What’s more, according to the paper published in IOS Press, the effects of performing 12 minutes of KK every day include “increased gray matter volume” in the brain, “upregulation of immune function,” “increased cerebral blood flow to significant brain areas,” “increased synaptic function” in the brain, and a reduction in “multiple risk factors for Alzheimer’s Disease.”
That’s not all. Some notable “outcomes” include “less stress,” “better sleep,” “less inflammation,” “increased wellbeing,” “reversal of memory loss,” “enhanced executive function,” and “enhanced mood with less anxiety and depression.”
3. Meditation Targets the Parts of Your Brain That Decline Via Alzheimer’s
According to their study, Khalsa and Newberg note that the practice of meditation activates the prefrontal cortex, the frontal lobe, and the anterior cingulate gyrus of the brain.
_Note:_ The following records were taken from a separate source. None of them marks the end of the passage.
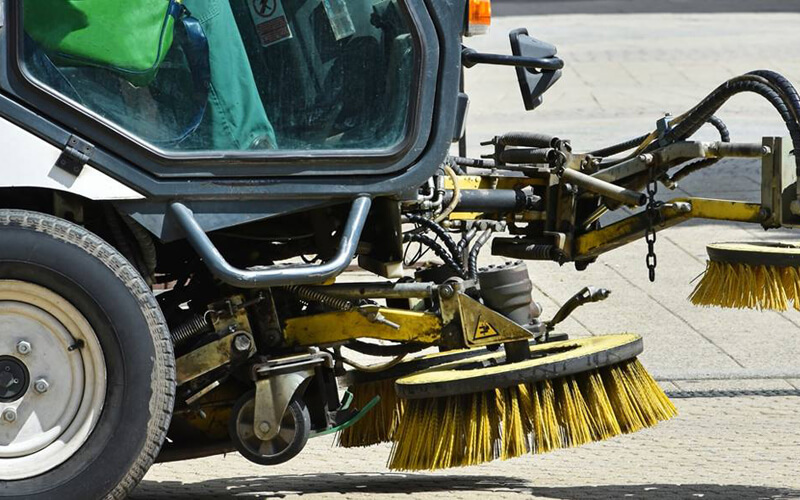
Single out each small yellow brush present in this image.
[389,334,676,470]
[689,242,800,311]
[337,349,496,448]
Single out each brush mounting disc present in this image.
[706,241,800,267]
[340,340,536,385]
[395,334,643,399]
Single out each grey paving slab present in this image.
[132,396,800,500]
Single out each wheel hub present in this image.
[0,356,30,403]
[0,280,106,480]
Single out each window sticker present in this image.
[247,0,292,47]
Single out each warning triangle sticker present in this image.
[472,316,500,340]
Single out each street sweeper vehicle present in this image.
[0,0,800,500]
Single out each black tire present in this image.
[228,391,311,465]
[0,210,175,500]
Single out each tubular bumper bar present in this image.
[169,196,372,288]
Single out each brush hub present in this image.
[395,334,643,399]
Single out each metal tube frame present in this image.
[169,196,372,288]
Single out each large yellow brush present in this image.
[689,242,800,311]
[389,334,676,470]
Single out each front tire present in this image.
[0,210,175,500]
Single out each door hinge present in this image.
[56,135,94,177]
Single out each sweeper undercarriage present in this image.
[0,0,800,499]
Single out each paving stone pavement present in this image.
[138,8,800,500]
[132,390,800,500]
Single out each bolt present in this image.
[3,408,17,423]
[17,340,31,356]
[233,334,252,352]
[33,378,50,394]
[439,285,456,299]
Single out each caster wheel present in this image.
[228,391,311,465]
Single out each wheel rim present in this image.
[236,399,297,458]
[0,280,106,480]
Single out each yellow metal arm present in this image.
[283,308,442,346]
[574,198,764,260]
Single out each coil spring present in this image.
[170,314,214,347]
[286,285,353,311]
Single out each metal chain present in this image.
[644,169,661,282]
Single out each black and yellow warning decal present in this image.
[472,316,500,340]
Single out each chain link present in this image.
[644,169,661,282]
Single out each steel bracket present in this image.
[56,135,94,177]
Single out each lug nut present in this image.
[3,408,17,423]
[233,334,253,352]
[17,340,31,356]
[33,378,50,394]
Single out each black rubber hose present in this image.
[747,69,800,122]
[495,132,560,148]
[403,233,466,278]
[467,230,492,280]
[406,214,460,259]
[589,134,650,158]
[664,75,800,173]
[672,115,731,182]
They explain that “diminished” prefontal cortex activity is associated with mild cognitive impairment. But they note that “the activation of the posterior cingulate gyrus is the most relevant” because it is “critically” important for “many types of memory and emotional functions.” Less activity and blood flow there is an early sign of Alzheimer’s.
In other words, the practice of meditation appears to target—head-on—many of the key areas of the brain associated with cognitive decline. “Mitigating the extensive negative biochemical effects of stress with meditation practices, in tandem with the creation of heightened levels of spiritual fitness, may help lower the risk of [Alzheimer’s Disease],” conclude Khalsa and Newberg. “Small shifts in one’s daily routine can make all the difference in AD prevention.” And for more great advice, see here for The Secret Side Effects of Stretching Before Breakfast, Say Experts.
4. Here’s How to Do KK
Here’s a handy primer to Kirtan Kriya, courtesy of the Alzheimer’s Research & Prevention Foundation:
Step One: Sit with your spine straight and your eyes closed and repeat the ‘Saa Taa Naa Maa’ mantra. “With each syllable, imagine the sound flowing in through the top of your head and out the middle of your forehead (your third eye point).”
Step Two: “For two minutes, sing in your normal voice.”
Step Three: “For the next two minutes, sing in a whisper.”
Step Four: “For the next four minutes, say the sound silently to yourself.”
Step Five: You’ll now reverse the order here, going backwards. Whisper for two minutes, then out loud for two minutes, “for a total of twelve minutes.”
Step Six: “To come out of the exercise, inhale very deeply, stretch your hands above your head, and then bring them down slowly in a sweeping motion as you exhale.”